Today was a great bicycling day.  What made it great?  Conversation.  I stayed in a charming bed and breakfast in Ludington, Michigan, called “The Inn at Ludington.”  Lars, the owner was very friendly.  Since they were fully booked, they had two breakfast seatings.  I took the early shift and while the food was good, the conversation was even better.  Two of the guests had both served in the US military and both were deployed to Vietnam in the late 1960s and early 1970s.  It was fascinating hearing what the war was like from people who were there.

At the end of breakfast, the skies opened and it rained heavily.  It was not good cycling weather, so I did something sensible.  I went back to sleep until the weather improved.  Around 10 AM the sun came back out, so I got ready to leave the Inn.  Just as I stepped outside another heavy rain shower doused the area.  My first half-hour of pedaling was cold and wet.  Luckily that was it for bad weather.  While the skies threatened more rain for most of the day, none happened.

The first twenty miles were from Ludington to Hart, Michigan.  The ride went by lake homes and even a giant dam.  It was pleasant and the speed limit on some of the roads I took was 25 mph.  Both I and the cars were going quite slowly.  I was crawling slowly because my legs were very tight and the cars were crawling because of the low speed limit signs.  I was concerned I would not pedal all the way to my next hotel in Muskegon, but after 45 minutes my muscles loosened up and I was able to start making steady progress.

I stopped in Hart for lunch but could not find an open shop that made sandwiches.  I ended up buying a fried fish sandwich from a warming rack in a Mobil gas station.  It was only marginally better than eating nothing.  I vowed to eat no more gas station sandwiches.

In the town of Hart my day, which was going well, suddenly got much better.  Hart begins a very long bike trail that goes for many miles.  I knew there was a trail but didn’t know its conditions or length.  The conditions were excellent.  It was paved, smooth, maintained and well-marked and it went the 40 miles to my hotel.

At the start of the trail I saw another long-distance cyclist.  You can pick them out based on the packs they are carrying.  I speed up and met Beau.  Beau teaches Spanish to grade school students and was pedaling for two weeks with a friend who needed to make a long stop in Hart.  Beau was pedaling on ahead.  We had a wonderful conversation about biking, travel and life for over four hours of cycling.  Riding with someone made me pedal faster.
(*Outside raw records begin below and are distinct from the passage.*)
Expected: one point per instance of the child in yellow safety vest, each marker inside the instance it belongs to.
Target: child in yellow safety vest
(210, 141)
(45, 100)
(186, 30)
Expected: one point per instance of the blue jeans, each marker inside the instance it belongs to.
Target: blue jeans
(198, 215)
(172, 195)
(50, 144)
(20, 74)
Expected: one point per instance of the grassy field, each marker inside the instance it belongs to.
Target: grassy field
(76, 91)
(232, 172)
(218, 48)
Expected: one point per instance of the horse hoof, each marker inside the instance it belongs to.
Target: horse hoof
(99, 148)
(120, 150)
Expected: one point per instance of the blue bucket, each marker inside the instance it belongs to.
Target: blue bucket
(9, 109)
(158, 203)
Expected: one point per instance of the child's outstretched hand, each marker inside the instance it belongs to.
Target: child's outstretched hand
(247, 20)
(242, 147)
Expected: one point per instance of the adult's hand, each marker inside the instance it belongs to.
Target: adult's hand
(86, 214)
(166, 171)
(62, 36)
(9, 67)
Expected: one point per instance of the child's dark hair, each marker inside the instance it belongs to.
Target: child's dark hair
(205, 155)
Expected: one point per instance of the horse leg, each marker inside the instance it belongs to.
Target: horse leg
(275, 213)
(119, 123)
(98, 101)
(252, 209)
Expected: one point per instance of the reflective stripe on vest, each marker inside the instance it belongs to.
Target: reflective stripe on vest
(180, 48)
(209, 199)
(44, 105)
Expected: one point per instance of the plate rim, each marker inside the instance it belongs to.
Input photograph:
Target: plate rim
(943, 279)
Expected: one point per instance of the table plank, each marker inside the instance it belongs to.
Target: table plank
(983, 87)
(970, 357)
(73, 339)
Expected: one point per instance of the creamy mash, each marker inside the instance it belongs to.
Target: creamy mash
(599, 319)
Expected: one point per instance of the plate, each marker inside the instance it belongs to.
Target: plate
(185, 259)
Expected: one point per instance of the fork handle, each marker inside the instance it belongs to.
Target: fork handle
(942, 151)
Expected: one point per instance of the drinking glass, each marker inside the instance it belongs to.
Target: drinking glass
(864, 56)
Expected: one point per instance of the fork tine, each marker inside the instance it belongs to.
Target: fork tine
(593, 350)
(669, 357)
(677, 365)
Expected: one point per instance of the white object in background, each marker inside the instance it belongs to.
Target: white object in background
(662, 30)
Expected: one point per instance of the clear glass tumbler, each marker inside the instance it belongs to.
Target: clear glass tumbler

More importantly it made the entire afternoon slip by relatively effortlessly since I focused on the conversation, instead of my aches and the number of miles left to pedal.

After riding with Beau, I was met at my hotel by Professor Pat Smith, from the University of Michigan.  Pat and I have written many research papers together over the last decade.  It was wonderful chatting with her and her husband over dinner.

Talking to various people at breakfast, during the ride and at dinner made the day a social and more interesting experience.  It was not just about putting on more miles and getting to the east coast.  It makes me eager to finish the ride and see and hear face-to-face what is happening in your lives.